In the last few months, I have covered a number of places that somehow was going under the rug as far as being on the travel radar goes. Read the story on Toronto if you want to find out what I mean (Is Toronto sexy yet?). The same search brings me to the Norwegian capital of Oslo.
Over the years, Oslo has grown from being a country town into the sophisticated metropolis it is today. It’s a city fueled by oil money from the “black gold” of the North Sea. However, somehow, Oslo has been playing second-fiddle in the European travelers’ bucketlist. The city today though, is permeated with a Nordic joie de vivre in contrast to its staid, dull reputation of yesteryear.
Where does the Oslo local go to play then?
Out of all the neighborhoods, Grunerlokka sits on the banks of the Akerselva River but it was not always the hip new hangout area that it is now – the neighborhood once was little more than a gritty industrial area. Now however, this is where the cool ones go to shop and play. Called Lokka by the locals, it now is home to retro-fitted, century-old buildings and green public squares. Indie boutiques, cafes, galleries, and bars have mushroomed here and represents Oslo’s easily missed alter ego— a big contrast to the capital’s rather reserved city center.
Nothing explains a city’s soul like it’s food. When I think of Tokyo, the first thing that comes to mind is the crazy hunt of ramen noodles (Discovering Tokyo over Ramen). In Norway un till now, all that floated up was fish, dried fish, pickled fish, even rotting fish with some bread and potatoes thrown in and there you have it – by far, not the most inspiring platter.
Food lovers might draw blood over this, but even within the country, Oslo has to struggle to attract foodies. The capital is in fact more known for its coffee than anything else. However, with the opening of Mathallen in October 2012, a lot of effort has gone in to change that. It is the city’s first and largely the only dedicated food hall which host stalls for, among others, anything from sausage makers, bakers, coffee roasters to local farmers and fishmongers.
Head over to Annis Pølsemakeri – specialised butcher’s shop and the Atelier Asian Tapas which serves the best from Asia. Baker Nikolaisen sells freshly baked bread, cakes and other pastries. The best wine bar is arguably Barramon. The Bondens butikk sells high-quality produce from Norwegian small-scale farmers.
2. Markveien Mat og Vinhus
Right inside the heart of the Lokka, Markveien is a three decade old bistro which finds itself squarely in the middle of the city’s food and culture reawakening.
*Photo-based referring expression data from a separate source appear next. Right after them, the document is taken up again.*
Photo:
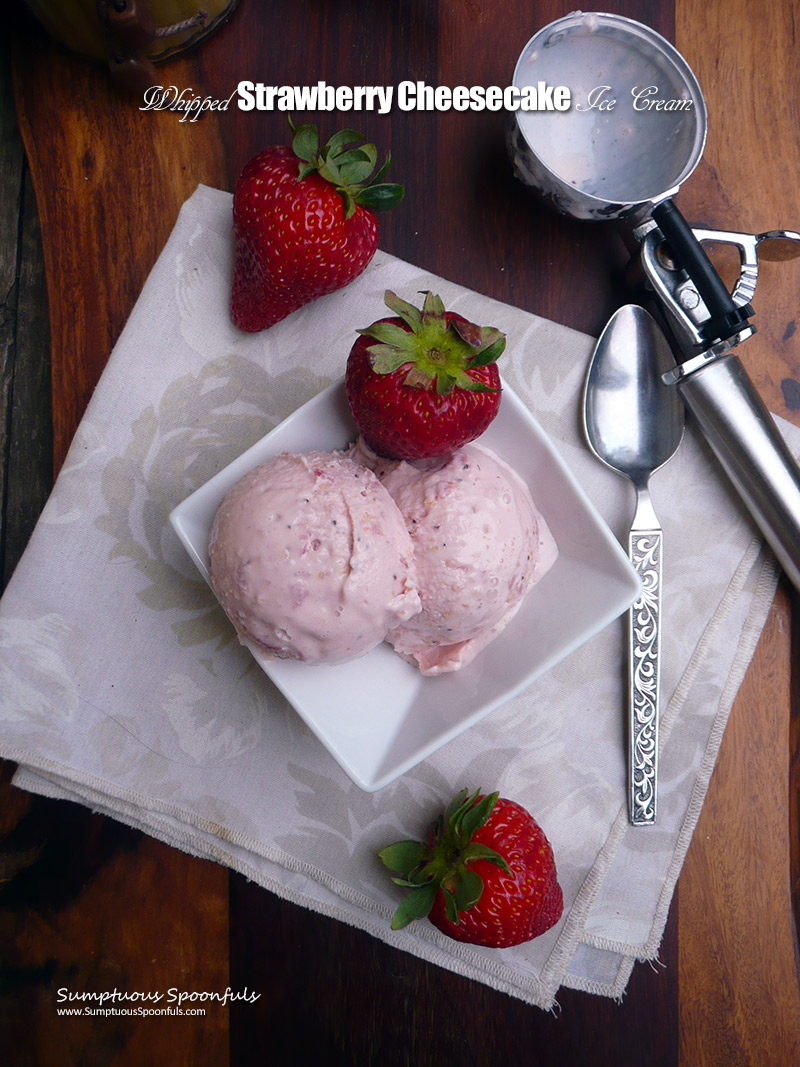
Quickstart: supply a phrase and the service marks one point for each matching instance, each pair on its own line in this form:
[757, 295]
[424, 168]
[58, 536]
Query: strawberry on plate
[304, 223]
[488, 875]
[424, 382]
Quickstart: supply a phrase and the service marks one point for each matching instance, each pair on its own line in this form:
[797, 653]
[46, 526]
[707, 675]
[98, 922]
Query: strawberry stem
[347, 162]
[434, 349]
[426, 870]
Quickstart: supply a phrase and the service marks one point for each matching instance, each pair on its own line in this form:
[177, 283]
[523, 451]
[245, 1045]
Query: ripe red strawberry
[424, 383]
[304, 223]
[488, 875]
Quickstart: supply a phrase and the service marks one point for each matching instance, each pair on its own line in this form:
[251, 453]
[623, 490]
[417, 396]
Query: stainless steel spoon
[634, 424]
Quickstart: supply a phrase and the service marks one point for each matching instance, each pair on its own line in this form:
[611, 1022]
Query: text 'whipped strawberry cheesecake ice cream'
[310, 558]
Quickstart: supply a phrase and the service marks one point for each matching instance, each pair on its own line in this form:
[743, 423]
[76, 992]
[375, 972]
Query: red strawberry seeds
[488, 876]
[304, 224]
[422, 383]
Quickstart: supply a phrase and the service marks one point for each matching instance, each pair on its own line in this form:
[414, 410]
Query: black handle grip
[725, 317]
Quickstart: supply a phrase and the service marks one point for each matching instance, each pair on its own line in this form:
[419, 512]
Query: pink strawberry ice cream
[312, 560]
[479, 545]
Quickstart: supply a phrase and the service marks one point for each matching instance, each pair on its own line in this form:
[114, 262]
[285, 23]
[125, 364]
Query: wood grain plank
[737, 958]
[95, 906]
[90, 154]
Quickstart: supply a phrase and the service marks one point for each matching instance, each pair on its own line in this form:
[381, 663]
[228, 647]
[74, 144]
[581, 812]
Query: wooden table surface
[89, 903]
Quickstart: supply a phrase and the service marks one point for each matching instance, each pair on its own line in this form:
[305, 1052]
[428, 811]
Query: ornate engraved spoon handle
[644, 548]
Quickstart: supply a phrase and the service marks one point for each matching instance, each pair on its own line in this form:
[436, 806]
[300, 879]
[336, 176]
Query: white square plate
[377, 715]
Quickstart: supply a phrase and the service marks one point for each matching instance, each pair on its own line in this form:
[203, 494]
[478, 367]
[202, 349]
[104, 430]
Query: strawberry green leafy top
[347, 163]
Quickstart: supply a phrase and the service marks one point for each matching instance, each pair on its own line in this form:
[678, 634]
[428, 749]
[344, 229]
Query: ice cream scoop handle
[751, 449]
[644, 550]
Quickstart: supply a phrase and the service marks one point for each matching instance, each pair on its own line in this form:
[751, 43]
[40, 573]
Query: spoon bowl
[634, 423]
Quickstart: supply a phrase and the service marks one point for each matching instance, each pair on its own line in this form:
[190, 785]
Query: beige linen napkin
[122, 687]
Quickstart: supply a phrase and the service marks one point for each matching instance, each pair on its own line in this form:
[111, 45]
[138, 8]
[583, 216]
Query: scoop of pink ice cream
[310, 558]
[479, 545]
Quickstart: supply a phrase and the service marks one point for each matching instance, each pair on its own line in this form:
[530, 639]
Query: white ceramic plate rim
[590, 585]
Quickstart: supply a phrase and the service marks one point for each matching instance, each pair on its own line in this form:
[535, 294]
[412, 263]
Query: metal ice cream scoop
[634, 133]
[634, 424]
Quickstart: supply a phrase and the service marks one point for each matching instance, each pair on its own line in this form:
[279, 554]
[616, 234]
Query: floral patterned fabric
[122, 684]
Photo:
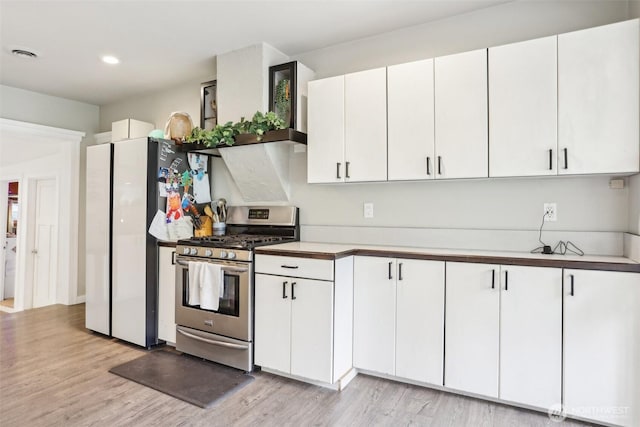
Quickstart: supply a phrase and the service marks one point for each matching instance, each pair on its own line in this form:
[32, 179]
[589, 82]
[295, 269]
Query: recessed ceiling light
[24, 53]
[110, 59]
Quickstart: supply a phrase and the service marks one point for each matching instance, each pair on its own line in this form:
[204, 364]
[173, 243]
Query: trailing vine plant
[224, 134]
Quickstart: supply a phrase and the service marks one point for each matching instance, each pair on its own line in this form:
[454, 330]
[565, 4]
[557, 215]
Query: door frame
[52, 152]
[4, 194]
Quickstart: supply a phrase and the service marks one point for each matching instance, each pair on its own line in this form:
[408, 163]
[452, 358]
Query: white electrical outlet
[368, 210]
[550, 212]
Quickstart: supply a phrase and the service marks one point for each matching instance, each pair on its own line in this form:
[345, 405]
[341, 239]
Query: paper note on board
[158, 227]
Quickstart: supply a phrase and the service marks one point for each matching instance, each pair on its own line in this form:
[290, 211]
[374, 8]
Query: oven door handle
[214, 342]
[230, 269]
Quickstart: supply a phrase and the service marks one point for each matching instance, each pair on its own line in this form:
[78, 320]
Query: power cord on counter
[561, 248]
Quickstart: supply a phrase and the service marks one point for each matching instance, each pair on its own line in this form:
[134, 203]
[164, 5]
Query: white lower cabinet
[398, 317]
[303, 326]
[602, 346]
[504, 332]
[166, 294]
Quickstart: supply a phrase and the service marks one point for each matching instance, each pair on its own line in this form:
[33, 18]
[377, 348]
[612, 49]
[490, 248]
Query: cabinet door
[598, 78]
[523, 101]
[365, 105]
[420, 320]
[410, 120]
[531, 335]
[472, 328]
[462, 149]
[311, 329]
[273, 322]
[166, 294]
[374, 314]
[325, 123]
[602, 346]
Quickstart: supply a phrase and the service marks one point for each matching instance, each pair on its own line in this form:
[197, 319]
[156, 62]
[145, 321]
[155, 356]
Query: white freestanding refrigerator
[134, 272]
[98, 239]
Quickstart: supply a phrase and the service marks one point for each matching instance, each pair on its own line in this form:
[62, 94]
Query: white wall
[156, 107]
[33, 107]
[584, 203]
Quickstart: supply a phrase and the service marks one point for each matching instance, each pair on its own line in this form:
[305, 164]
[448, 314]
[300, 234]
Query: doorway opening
[10, 245]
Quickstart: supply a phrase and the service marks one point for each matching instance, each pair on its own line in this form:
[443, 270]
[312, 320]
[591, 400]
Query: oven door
[233, 318]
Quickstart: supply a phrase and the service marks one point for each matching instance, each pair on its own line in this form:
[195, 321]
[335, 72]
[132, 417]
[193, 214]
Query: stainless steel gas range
[223, 332]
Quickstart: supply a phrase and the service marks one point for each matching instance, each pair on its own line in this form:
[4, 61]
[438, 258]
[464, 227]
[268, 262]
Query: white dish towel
[211, 286]
[195, 274]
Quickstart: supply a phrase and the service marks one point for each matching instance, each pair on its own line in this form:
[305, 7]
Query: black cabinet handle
[571, 276]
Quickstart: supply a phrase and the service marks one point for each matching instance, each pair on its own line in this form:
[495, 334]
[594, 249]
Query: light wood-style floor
[54, 372]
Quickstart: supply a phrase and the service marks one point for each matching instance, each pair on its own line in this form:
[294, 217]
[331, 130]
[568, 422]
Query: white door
[365, 106]
[598, 88]
[273, 322]
[167, 294]
[410, 120]
[374, 314]
[325, 124]
[602, 346]
[129, 280]
[312, 329]
[461, 115]
[45, 246]
[523, 101]
[472, 328]
[531, 335]
[420, 320]
[98, 242]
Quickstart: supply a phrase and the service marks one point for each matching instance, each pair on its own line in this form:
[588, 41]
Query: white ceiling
[163, 43]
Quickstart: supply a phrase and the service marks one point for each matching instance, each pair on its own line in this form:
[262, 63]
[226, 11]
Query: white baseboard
[632, 246]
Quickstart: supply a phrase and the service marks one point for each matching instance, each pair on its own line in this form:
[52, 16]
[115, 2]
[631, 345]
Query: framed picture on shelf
[208, 105]
[282, 92]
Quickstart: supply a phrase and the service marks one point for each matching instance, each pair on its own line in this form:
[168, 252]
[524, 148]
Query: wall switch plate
[368, 210]
[550, 212]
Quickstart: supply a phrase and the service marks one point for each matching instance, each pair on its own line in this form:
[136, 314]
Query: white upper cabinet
[598, 99]
[325, 144]
[523, 108]
[410, 121]
[461, 128]
[365, 105]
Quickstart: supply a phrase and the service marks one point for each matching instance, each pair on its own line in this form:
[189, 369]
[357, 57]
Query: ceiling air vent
[24, 53]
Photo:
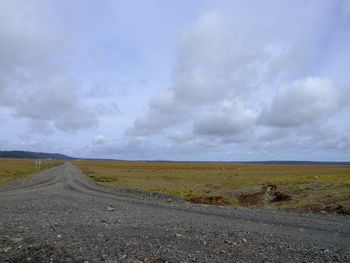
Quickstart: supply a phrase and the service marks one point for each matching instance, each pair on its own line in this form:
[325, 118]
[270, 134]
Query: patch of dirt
[210, 200]
[330, 209]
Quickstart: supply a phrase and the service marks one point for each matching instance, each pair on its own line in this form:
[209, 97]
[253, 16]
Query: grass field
[273, 186]
[11, 169]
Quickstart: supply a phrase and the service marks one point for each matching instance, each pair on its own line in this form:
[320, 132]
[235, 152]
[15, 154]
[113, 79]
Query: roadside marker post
[38, 164]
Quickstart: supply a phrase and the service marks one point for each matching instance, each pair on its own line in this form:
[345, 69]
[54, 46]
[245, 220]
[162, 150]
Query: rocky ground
[62, 216]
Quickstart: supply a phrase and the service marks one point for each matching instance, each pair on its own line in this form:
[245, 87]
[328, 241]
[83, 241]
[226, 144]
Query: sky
[185, 80]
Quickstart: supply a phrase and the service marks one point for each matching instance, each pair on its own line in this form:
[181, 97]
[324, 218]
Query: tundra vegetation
[292, 187]
[11, 169]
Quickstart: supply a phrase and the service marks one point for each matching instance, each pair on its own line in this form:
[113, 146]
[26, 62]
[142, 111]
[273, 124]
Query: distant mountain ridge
[33, 155]
[58, 156]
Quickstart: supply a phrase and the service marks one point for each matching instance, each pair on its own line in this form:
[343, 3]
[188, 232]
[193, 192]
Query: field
[317, 188]
[11, 169]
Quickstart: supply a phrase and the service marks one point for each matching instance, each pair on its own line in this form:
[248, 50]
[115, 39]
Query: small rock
[110, 208]
[16, 239]
[5, 250]
[150, 260]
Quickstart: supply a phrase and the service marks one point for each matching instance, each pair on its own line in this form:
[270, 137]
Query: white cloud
[301, 102]
[229, 121]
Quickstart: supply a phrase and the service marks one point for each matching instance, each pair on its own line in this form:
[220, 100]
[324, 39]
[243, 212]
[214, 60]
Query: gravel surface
[60, 215]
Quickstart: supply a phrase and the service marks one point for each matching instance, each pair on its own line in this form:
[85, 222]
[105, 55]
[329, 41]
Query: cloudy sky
[177, 80]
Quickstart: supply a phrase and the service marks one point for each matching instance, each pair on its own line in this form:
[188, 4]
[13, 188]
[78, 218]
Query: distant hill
[33, 155]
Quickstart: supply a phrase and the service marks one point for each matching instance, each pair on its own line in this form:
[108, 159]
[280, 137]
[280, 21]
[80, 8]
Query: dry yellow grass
[11, 169]
[204, 180]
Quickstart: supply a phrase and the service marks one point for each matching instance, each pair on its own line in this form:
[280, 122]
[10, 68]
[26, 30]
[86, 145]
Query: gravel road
[60, 215]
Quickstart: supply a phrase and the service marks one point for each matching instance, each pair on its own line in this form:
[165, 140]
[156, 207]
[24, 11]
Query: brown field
[11, 169]
[270, 186]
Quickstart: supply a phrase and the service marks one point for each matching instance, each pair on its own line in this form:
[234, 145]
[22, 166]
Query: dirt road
[62, 216]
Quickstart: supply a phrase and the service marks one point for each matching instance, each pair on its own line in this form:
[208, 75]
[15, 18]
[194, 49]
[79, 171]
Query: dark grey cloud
[301, 102]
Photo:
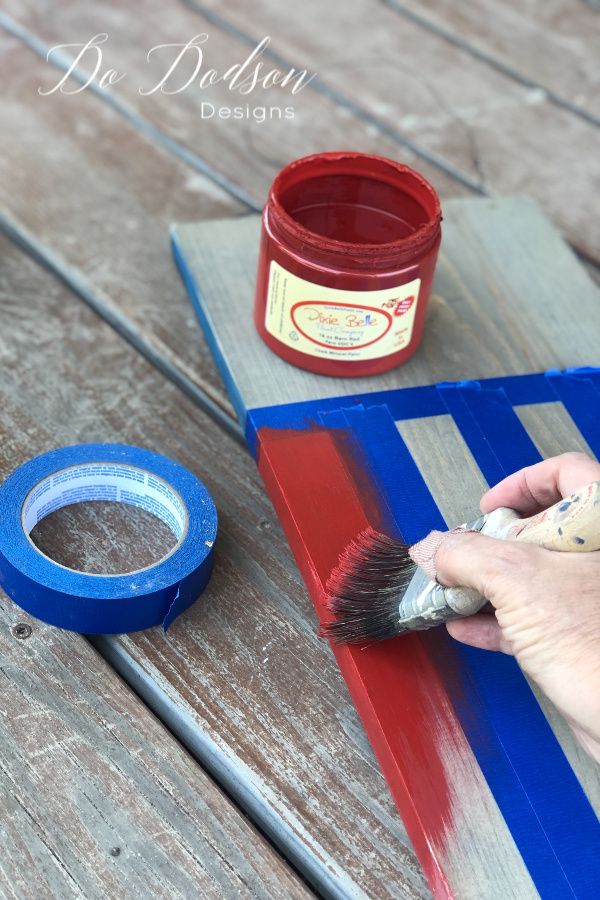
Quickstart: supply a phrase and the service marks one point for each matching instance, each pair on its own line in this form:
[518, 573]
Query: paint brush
[376, 591]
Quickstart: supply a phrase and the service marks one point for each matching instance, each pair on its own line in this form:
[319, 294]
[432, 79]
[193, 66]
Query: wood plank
[480, 318]
[248, 151]
[102, 200]
[85, 767]
[552, 43]
[241, 678]
[98, 798]
[502, 314]
[116, 242]
[475, 119]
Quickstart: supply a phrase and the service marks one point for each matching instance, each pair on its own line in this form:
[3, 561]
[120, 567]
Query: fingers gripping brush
[376, 591]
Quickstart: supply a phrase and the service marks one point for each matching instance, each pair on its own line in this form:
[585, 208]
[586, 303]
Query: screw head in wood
[22, 631]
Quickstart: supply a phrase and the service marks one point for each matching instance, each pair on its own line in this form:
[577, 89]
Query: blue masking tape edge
[210, 334]
[403, 403]
[105, 604]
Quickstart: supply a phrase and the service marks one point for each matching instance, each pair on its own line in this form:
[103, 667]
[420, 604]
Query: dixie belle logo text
[177, 67]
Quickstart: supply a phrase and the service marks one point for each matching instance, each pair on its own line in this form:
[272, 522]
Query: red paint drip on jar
[348, 251]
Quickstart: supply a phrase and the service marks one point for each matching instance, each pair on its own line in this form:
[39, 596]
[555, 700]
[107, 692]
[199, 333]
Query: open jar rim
[379, 255]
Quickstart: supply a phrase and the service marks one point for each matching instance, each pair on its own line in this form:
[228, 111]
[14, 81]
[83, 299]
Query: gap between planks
[63, 62]
[82, 289]
[489, 59]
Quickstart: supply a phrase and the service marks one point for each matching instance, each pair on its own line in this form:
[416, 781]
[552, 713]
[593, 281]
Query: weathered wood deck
[483, 98]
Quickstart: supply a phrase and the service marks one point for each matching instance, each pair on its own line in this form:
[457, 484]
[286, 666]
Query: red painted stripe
[395, 686]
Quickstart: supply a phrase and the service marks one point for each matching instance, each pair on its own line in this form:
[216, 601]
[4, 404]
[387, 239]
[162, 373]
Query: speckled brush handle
[572, 525]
It easly evokes a Norwegian taste of the Left Bank bohemian life. The walls are painted by local artist Jo Stang, and the waiters welcome diners come evening.
The menu which seemed ambitious to say the least on first glance, lives up to its expectation with entries like roast suckling pig with a mushroom risotto and baked tomato. The sauces are made of locally harvested fresh herbs. Recommended is the monkfish with boiled new potatoes and a saffron risotto. For something more truly Norwegian, try the reindeer in a green peppercorn sauce, with bacon and Brussels sprouts.
3. DogA – Centre for Design and Architecture
At the old transformer station in Hausmanns gate 16 is DogA – the Centre for Design and Architecture where among other things, you’ll find elf motif tableware and high-design essentials. There is an arena for large and small architecture and design exhibitions, shops, café and a restaurant.
There’s the Cultural Heritage Management Office within the premises which is in the city’s “yellow” list of buildings, which means “worth preserving”. The property was originally designed as a transformer station constructed in 1898 and converted in 2003. The arena hosts a number of small and large architecture and design exhibitions and a design shop.
The Popsenteret pays homage to the Norwegian pop and folk culture since 1904. Part of Schou’s culture brewery at Grünerløkka, a major draw, apart from the fact that you can watch kids waiting to get their photos on album covers is the Øvingshotellet or the rehearsal spaces and Riksscenen, the folk music stage).
5. Velouria Vintage
The Velouria is always crowded, a lively group of buyers rummaging through go-go boots, sequined tops and fashion from the 1950s through the 1980s. It’s a place for pure imagination and of inspiration. Sadly, at least for me, the men’s section is pretty meagre compared to the women’s but isn’t that the case always.
6. Bar Boca
Bar Boca is a retro-themed watering hole where Epicurean cocktails have been reigning for a while now. Particularly, the Bentley is a masterful concoction of calvados and Dubonnet, or, try the chili rum. The tables are usually taken by lovely ladies in polka dots and impeccable hair and men with sixpence and jeans.
But all this is secondary compared to the Triple C that happens every third Wednesday of a month – Champagne, Cocktails and a lot of Crooning. Right here in this intimate bar in Oslo, you will find the perfect British crooner with that perfect smooth voice conjuring up visions of 40’s New York.